Kommt drauf an... Haben Mia noch mehr deutschen tanzbaren Befindlichkeitspop mit verkaufsfördernd attraktiv inszenierter Sängerin im Hipsterklischeewunderland am Start?
Okay, Eurodance hat ja aber auch die Flo Ridas und Will.I.ams dieser Welt mit zu verantworten. Das war eher meine Vergleichsfläche. Ist ja auch wurst, ich hab mir teils mehr Banger und weniger Dance erhofft.
Wenn soulburn für eins bekannt ist, dann ganz klar für seinen Sexismus.
Dance höre ich raus, Euro eher nicht. Wenn schon Vergleiche mit Charts-Trash-Mugge, dann fällt mir hier spontan der zurecht vergessene Panjabi MC ein.
"[...] fällt mir hier spontan der zurecht vergessene Panjabi MC ein"
Hab ihn genauso wenig wirklich vergessen können wie du...
Aus dessen "Mundian to Bach Ke" und "Get Busy" von Sean Paul lässt sich ohne viel technischen Schnickschnack ein übelster Mashup-Banger live improvisieren, der zumindest meiner Auflege-Erfahrung nach auch im letzten Schmuddelmeddler-Loch um kurz vor 02 Uhr nachts mit bloß zwei Crossfader-Zügen und einem Augenzwinkern die Tanzfläche füllt und danach den an der Decke kondensierenden Schweiß aufs selbigen produzierende Publikum niederregnen lässt.
Naja, wer Panjabi MC und Sean Paul im Koffer hat, kann dann auch gleich noch Mia mit draufpacken.
Zu Auflegejobs fahr ich mit'm Traktor, da brauch ich keinen Koffer, mein dadurch schwindendes Ansehen unter traditionellen Plattentellerartist*innen ist mir eh völlig wumpe und meine im Gegensatz zur digitalisierten CD-Sammlung zahlenmäßig stark unterlegenen LPs sind mir trotz etlicher billiger Nachpressungen doch irgendwie zu schade für die Schmuddelmeddler- und linksgrünsiffigen Kulturzentren.
Zumal ich so Schmarrn wie Sean Paul und Panjabi MC eher von Single-CDs aus Flohmarktkäufen sowie aus der berüchtigten Zeit regelmäßiger inflationärer Überausstattung mit sog. "Promoexemplaren" übrig hab und mich bei den Schallplatten seit Wiedereinstieg ins Sammeln mehr auf die persönlichen Alltime-Favs konzentriere.
Finde das Album wirklich richtig gut, bis es dann plötzlich mit mit Puthtihi, KTP und Marigold unerträglich wird.
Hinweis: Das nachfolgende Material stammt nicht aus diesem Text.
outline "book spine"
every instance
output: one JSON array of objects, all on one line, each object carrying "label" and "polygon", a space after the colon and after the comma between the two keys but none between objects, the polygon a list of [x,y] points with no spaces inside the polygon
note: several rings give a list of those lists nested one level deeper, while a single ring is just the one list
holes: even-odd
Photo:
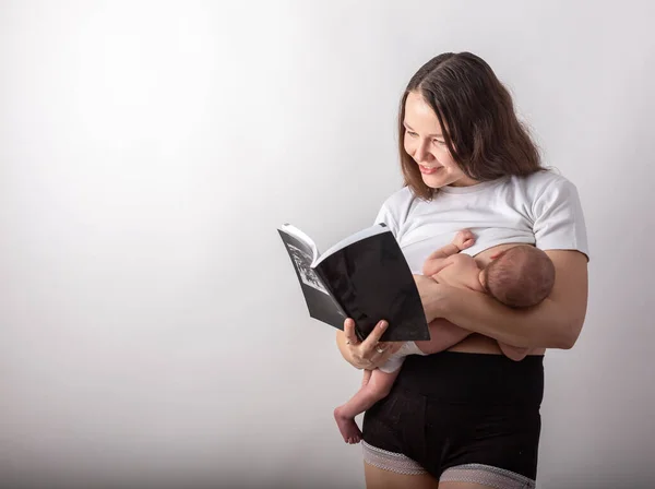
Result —
[{"label": "book spine", "polygon": [[[323,283],[323,286],[330,293],[330,297],[332,297],[332,299],[334,300],[334,303],[341,309],[344,317],[350,318],[352,317],[350,313],[348,311],[346,311],[342,301],[338,299],[337,295],[334,293],[334,289],[332,288],[330,281],[327,281],[327,277],[322,272],[321,264],[319,263],[319,265],[317,267],[312,267],[312,270],[317,273],[317,275],[321,279],[321,282]],[[360,342],[364,342],[365,336],[361,333],[361,331],[359,330],[359,327],[357,326],[357,323],[355,323],[355,334],[357,335],[357,339],[359,339]]]}]

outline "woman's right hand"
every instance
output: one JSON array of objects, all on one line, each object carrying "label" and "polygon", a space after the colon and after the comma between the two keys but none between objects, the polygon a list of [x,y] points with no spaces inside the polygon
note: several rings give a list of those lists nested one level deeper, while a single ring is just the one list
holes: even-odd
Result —
[{"label": "woman's right hand", "polygon": [[395,353],[402,342],[380,342],[386,330],[386,321],[380,321],[364,342],[357,339],[355,321],[347,318],[344,331],[338,331],[336,342],[343,357],[357,369],[372,370],[380,367]]}]

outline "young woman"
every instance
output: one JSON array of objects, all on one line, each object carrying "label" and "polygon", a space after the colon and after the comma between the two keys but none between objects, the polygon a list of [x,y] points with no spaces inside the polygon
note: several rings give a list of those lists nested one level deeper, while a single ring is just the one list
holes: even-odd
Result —
[{"label": "young woman", "polygon": [[[412,77],[398,118],[405,187],[382,205],[416,274],[428,321],[474,332],[444,353],[407,357],[389,396],[367,412],[367,487],[535,487],[546,348],[571,348],[587,302],[587,242],[575,187],[541,167],[508,91],[468,52],[443,53]],[[420,276],[426,258],[463,227],[480,266],[504,243],[544,250],[556,267],[549,297],[527,310]],[[396,345],[384,323],[358,342],[353,320],[337,333],[357,368],[382,365]],[[529,347],[512,361],[498,342]]]}]

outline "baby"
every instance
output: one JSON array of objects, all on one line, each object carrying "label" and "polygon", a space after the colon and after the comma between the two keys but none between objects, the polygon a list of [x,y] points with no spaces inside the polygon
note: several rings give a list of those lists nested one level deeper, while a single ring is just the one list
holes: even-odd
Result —
[{"label": "baby", "polygon": [[[492,255],[491,262],[480,269],[473,257],[460,253],[474,242],[469,230],[461,230],[452,243],[428,257],[424,263],[424,275],[440,284],[486,293],[512,308],[536,306],[548,297],[555,284],[555,265],[544,251],[531,244],[515,244]],[[389,394],[407,355],[443,351],[471,334],[440,319],[432,321],[429,327],[429,341],[406,342],[380,368],[365,370],[359,391],[346,404],[334,409],[334,418],[346,443],[361,440],[355,416]],[[502,343],[499,346],[507,357],[516,361],[525,358],[528,351],[528,348]]]}]

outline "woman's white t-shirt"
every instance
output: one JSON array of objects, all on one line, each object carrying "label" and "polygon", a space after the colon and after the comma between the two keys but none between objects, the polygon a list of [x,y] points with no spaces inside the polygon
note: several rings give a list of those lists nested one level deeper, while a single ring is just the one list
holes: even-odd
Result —
[{"label": "woman's white t-shirt", "polygon": [[541,250],[577,250],[588,257],[577,189],[552,171],[503,177],[471,187],[446,186],[427,202],[408,187],[392,194],[376,223],[384,223],[398,241],[413,273],[428,255],[451,242],[460,229],[476,237],[464,253],[503,243],[531,243]]}]

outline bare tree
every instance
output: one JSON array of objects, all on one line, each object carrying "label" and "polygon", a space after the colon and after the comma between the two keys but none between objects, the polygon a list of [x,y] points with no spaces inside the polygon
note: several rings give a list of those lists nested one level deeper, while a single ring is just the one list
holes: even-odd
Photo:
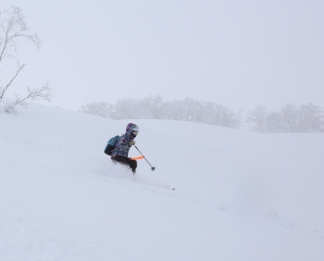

Was ist das denn? Nachdem die ganze Zeit extrem pushende, bassballernde funky Angepisstheit regiert, bekomme ich zum Ende hin diese miesen Heal The World - Vibes? Und das ist ja bei nur 30 min Spielzeit schon ein ganz schön großer Teil. Schade.
Ich muss gestehen, dass es mir nicht gefallen hat. Ich hab grundsätzlich bei M.I.A. das Problem, dass die Alben größtenteils nicht meins sind. Einzelne Songs finde ich überragend, der Rest verschwimmt für mich immer wieder in einer homogenen Masse. Bei dem Album ist es auch wieder so: 2 überragende Songs, ansonsten dieselbe Beatstruktur, dieselbe Delivery. Ich habs nebenher beim Schreiben gehört und dachte mir bei einigen Songs so "Mensch, die gehen aber echt lange." nur um festzustellen, dass ich schon 2 Tracks weiter bin.
Verdammt starkes Album von meiner Lieblingsschwurblerin.